Cloning block devices online using Software RAID - kvisle
http://www.redpill-linpro.com/sysadvent//2015/12/06/data_migration_with_md.html
======
grifferz
Creating RAID devices and rebooting twice (once to start using the RAID
device, and again to stop using it afterwards) seems excessive here. I do this
sort of thing with a script very much like lvmsync:

[http://theshed.hezmatt.org/lvmsync/](http://theshed.hezmatt.org/lvmsync/)

except that it works on any block device, not just LVM.

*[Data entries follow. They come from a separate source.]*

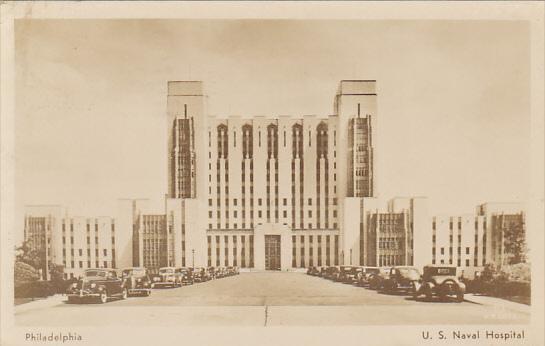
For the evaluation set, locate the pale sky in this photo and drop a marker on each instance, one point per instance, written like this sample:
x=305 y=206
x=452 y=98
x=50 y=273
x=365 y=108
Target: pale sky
x=453 y=101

If implementing your own script instead of lvmsync all you need to do is dd
off the block device while the VM is running, shut the VM down and then dd
only the changed chunks. This can be achieved by reading both the source
device and the target device, hashing the chunks and comparing hashes to tell
if you need to write the chunk again.

You don't care that the source device is changing under you as you're reading
it, because all you're trying to do is get an initial rough copy of the data.
The final sync with the VM shut off gets all the changes and makes it
consistent.

I typically see single digit changed megabytes per gigabyte of active
filesystem, so the final sync goes very quickly.

This also has the advantage that it works in any scenario you have a block
device, so would work for OP's host connected to two SANs, but also when you
have two hosts each with local storage. You can just do it over SSH.

Another thing you can do is to play with xnbd to put a proxy block device on
the destination:

[https://bitbucket.org/hirofuchi/xnbd/wiki/Home#!scenario-2-s...](https://bitbucket.org/hirofuchi/xnbd/wiki/Home#!scenario-2-simple-
proxy-server-distributed-copy-on-write)

That may be helpful if the storage is local to each host and is truly massive,
as a VM on the destination host can use the NBD block device and be unaware
that it is proxying requests back to the original host for data it does not
have.

Eventually the data will all be synced across to the target host and then the
VM can be rebooted to switch back to the non-NBD local block device.